According to the report, titled "Essential Nutrition Actions: Mainstreaming Nutrition Throughout The Life Course", the world has made progress in nutrition but major challenges still exist.

There has been a global decline in stunting, or low height-for-age ratio. Between 1990 and 2018, the prevalence of stunting in children aged under five years declined from 39.2 percent to 21.9 percent, or from 252.5 million to 149.0 million children, though progress has been much slower in Africa and South-East Asia, WHO statistics show.

Obesity, however, is on the rise. The prevalence of children considered overweight rose from 4.8 percent to 5.9 percent between 1990 and 2018, an increase of over nine million children.

Adult overweight and obesity are also rising in nearly every region and country, with 1.3 billion people overweight in 2016, of which 650 million, or 13 percent of the world's population, are obese.

Obesity is a major risk factor for diabetes, cardiovascular diseases, most often heart disease and stroke, musculoskeletal disorders, and some cancers.

"In order to provide quality health services and achieve Universal Health Coverage, nutrition should be positioned as one of the cornerstones of essential health packages," said Dr. Naoko Yamamoto, assistant director-general at the WHO. "We also need better food environments which allow all people to consume healthy diets."

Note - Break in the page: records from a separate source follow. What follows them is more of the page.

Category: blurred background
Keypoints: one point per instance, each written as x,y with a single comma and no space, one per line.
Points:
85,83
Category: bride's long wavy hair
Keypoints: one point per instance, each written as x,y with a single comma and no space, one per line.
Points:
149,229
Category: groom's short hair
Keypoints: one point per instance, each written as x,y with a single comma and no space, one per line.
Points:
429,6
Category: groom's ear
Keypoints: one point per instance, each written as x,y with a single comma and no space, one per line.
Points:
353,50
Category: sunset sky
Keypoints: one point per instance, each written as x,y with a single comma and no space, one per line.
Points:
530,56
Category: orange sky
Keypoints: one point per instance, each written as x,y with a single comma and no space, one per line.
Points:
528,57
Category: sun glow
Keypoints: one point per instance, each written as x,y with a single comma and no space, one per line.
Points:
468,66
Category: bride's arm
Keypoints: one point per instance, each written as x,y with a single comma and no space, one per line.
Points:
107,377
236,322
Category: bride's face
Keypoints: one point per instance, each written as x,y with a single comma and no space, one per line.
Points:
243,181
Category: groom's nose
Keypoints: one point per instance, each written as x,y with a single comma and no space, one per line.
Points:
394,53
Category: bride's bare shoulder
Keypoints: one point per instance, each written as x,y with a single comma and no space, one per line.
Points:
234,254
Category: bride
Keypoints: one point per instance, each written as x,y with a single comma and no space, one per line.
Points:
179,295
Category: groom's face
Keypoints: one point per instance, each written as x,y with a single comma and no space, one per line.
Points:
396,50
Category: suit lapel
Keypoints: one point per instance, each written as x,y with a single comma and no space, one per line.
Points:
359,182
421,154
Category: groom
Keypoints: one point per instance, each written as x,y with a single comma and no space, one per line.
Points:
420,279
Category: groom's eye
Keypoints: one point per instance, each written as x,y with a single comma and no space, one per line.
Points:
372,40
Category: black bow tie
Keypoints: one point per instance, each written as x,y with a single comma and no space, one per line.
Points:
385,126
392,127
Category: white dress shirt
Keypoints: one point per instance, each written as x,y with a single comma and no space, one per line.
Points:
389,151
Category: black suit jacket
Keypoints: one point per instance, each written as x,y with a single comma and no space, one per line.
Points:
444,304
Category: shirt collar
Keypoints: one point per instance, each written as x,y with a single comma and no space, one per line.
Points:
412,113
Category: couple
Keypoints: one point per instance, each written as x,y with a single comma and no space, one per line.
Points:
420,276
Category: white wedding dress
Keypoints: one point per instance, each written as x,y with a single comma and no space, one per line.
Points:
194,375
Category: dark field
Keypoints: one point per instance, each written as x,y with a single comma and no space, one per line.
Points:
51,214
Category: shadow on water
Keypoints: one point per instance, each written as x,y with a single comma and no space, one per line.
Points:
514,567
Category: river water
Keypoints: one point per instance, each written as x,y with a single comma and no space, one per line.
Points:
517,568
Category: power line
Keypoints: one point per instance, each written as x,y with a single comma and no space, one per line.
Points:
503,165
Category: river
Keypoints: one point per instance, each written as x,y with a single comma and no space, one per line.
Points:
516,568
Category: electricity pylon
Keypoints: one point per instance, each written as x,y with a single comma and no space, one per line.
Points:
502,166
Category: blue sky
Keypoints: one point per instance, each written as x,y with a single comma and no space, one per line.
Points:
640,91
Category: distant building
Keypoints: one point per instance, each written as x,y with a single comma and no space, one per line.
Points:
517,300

While calling on countries to decide which interventions best support their national health policies, strategies and plans, the WHO recommends some key intervening approaches, such as providing iron and folic acid supplements as part of antenatal care, and delaying umbilical cord clamping to ensure babies receive important nutrients they need after birth.

The WHO also calls on countries to invest in nutrition actions to help get closer to their goal of achieving universal health coverage and the UN Sustainable Development Goals.

That can also help the economy, with every one U.S. dollar spent by donors on basic nutrition programs returning 16 U.S. dollars to the local economy, the WHO estimates.